What’s Included in the NSW Medic Course?
Leading Chief Petty Officer of the TMC, Dave Dillehay, explained that NSW medics are not just medics, they may also be assigned the roles of breacher, sniper, or comms guy. In fact, it’s extremely unusual for any NSW operator to only have the role of medic. Often, the medic role comes second after their primary responsibility.
Dillehay went on to say in reference to the course, “This week is protected time specifically focused on combat trauma without the distractions of other roles and responsibilities. The training via NSWG-1 puts the combat medics and IDCs in direct contact with a subject matter expert in combat trauma medicine by utilizing the extensive resources of NMCSD.”
The first three days of the course are filled with presentations presented by trauma subject matter experts. Such experts include trauma surgeons, orthopedic surgeons, emergency medicine doctors, and anesthesia experts, to name a few.

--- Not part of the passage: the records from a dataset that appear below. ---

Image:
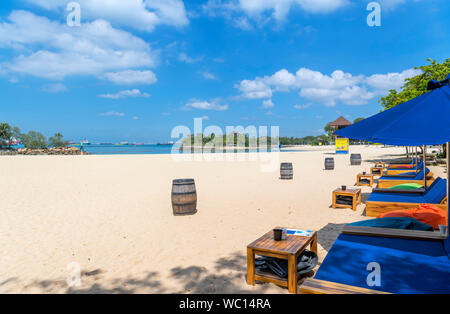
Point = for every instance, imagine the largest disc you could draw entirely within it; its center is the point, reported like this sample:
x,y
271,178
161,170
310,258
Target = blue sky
x,y
136,69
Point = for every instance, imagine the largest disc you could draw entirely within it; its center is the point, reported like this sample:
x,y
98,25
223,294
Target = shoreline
x,y
112,216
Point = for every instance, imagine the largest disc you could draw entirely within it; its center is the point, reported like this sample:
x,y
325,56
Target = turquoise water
x,y
149,149
133,149
128,149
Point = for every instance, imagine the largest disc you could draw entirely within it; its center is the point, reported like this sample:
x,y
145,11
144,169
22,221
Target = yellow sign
x,y
342,145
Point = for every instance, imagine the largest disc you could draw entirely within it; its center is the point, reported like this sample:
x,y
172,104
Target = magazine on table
x,y
298,232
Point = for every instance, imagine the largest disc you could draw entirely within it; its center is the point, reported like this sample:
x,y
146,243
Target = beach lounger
x,y
384,202
413,163
387,181
411,262
397,170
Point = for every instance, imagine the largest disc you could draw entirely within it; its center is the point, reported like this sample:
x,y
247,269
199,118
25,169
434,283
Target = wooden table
x,y
355,193
378,171
288,249
362,176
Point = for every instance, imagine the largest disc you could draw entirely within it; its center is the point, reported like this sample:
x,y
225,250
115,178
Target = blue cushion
x,y
447,246
405,223
436,192
407,266
433,195
418,166
418,176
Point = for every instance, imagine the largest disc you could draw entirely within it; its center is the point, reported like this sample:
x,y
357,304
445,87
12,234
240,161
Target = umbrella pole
x,y
448,185
425,166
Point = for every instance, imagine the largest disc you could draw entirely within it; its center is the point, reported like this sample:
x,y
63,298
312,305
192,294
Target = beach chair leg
x,y
314,244
334,200
250,267
292,274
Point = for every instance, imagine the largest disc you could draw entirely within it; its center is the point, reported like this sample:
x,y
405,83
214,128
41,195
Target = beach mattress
x,y
433,195
404,176
406,167
404,223
406,266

In addition, medics spend time working on their TCCC and PFC skills by training with simulators and cadavers.
The fourth day is the capstone, conducted at Strategic Operations in San Diego. TMC Tactical Medical Lead, Special Operator 1st Class Noel Sons, explained that “The capstone event provides simulated environments in order to fully immerse the students and allow them to use the skills and training received throughout the course. Environments range from naval vessels and a crashed helicopter to a medical trauma center. Realism is added with explosions, sounds of gun fire, and role-players that utilize prosthetics and fake blood to simulate realistic combat injuries.”
The final day of the week-long training block addresses controlled substance inventories, authorized medical allowance refresher, and ultrasound.

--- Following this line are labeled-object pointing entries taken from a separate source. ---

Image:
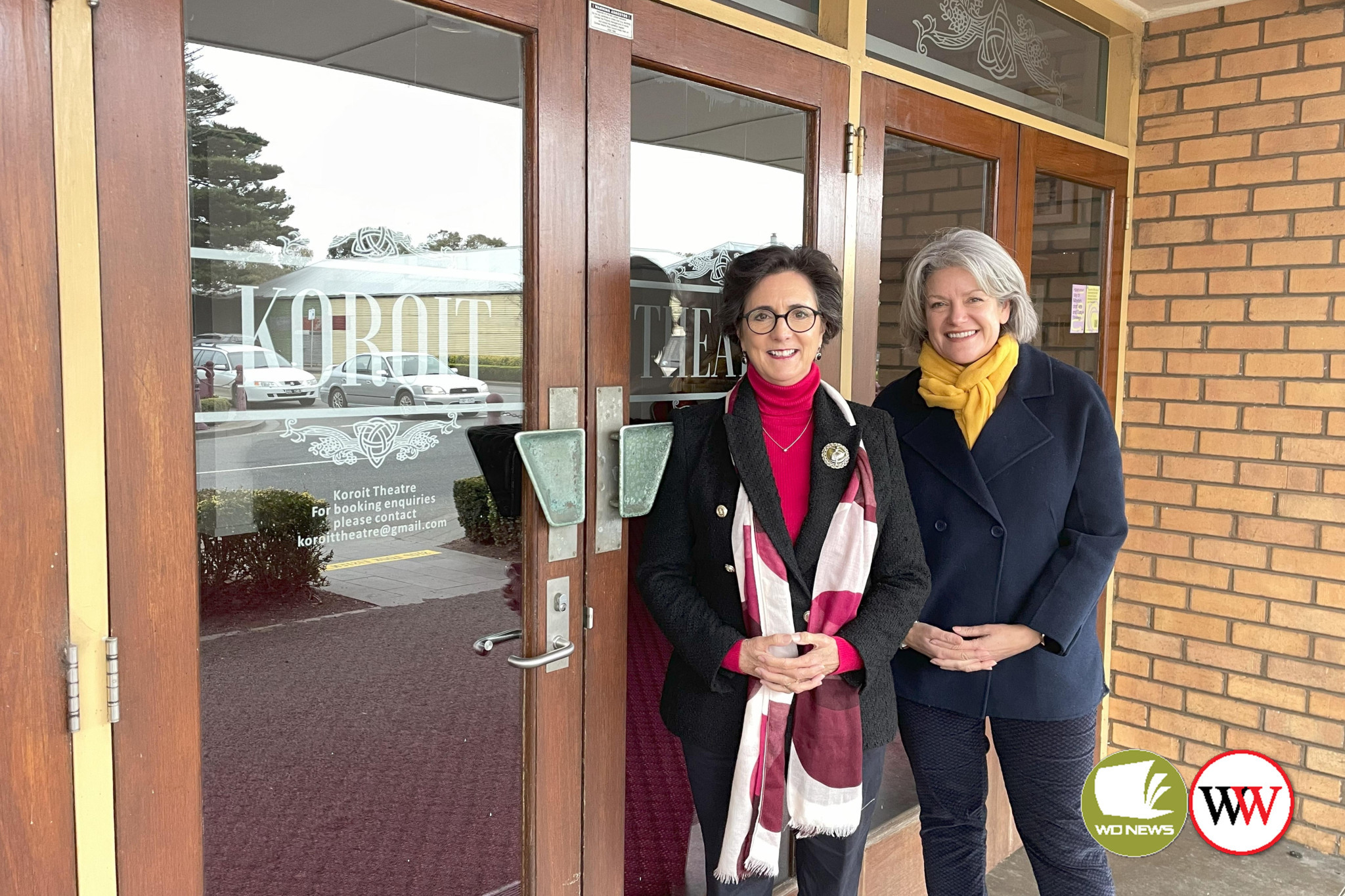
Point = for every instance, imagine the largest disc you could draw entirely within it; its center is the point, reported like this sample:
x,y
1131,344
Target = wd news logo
x,y
1134,802
1241,802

This is Merely the Beginning for Corpsmen
Cmdr. Kitchen fully believes in the program and explains that this is only the beginning. In the future, the program will be more comprehensive and will include training blocks in Special Operations dive medicine, blood transfusion, and combat casualty training embedded during different pre-deployment training exercises.

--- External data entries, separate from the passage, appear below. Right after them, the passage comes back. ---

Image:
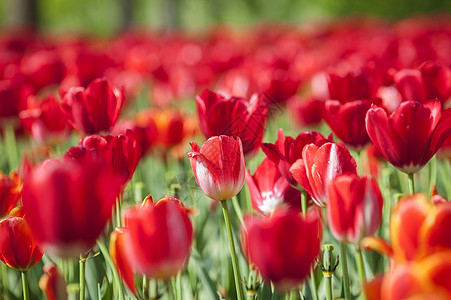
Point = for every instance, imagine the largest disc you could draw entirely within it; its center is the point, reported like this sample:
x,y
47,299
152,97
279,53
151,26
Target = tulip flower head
x,y
218,166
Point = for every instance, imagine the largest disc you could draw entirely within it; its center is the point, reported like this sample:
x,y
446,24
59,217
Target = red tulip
x,y
10,192
45,121
283,247
119,256
95,108
18,247
354,208
159,238
122,153
234,116
411,135
319,166
286,150
68,203
218,166
52,283
269,189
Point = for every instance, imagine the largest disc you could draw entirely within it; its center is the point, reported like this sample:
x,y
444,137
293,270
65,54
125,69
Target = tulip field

Kitchen said, “At a time when training is being cancelled or becoming untenable due to restriction of movement requirements, we are able to produce an extremely high quality, locally sourced product thereby reducing the risk of COVID-19 and the associated ROM requirements for course attendees.”
Historically, in NSW, medical training had been lacking at the team level. Boat Detachments and Platoons have been so busy participating in other training blocks in preparation for deployment that medical training sometimes went to the wayside. It would only become a priority when a real-world medical event arose, requiring a medic to take action.
This certainly wasn’t always the case: sometimes private Tactical Combat Casualty Care (TCCC) companies were contracted to provide training to SEALs and SWCCs, but that came with a steep price tag. The other source of medical training was for medics at the team level to conduct their own training with the members of their unit. While all training is good training, individual medics don’t have the same resources as well-equipped medical training programs.
Therefore, the news of this new course is exciting. And having been an NSW medic I can tell you that it is also well-deserved. Almost any Special Operations medic you meet has a deep passion and interest in combat medicine. They always want to learn more and keep their skills sharp. A common shortcoming of the NSW community has been the lack of specialized and in-depth medical training. No doubt this program will make for much better NSW medics, and will hopefully set the precedence to allow for even more combat trauma training in the future.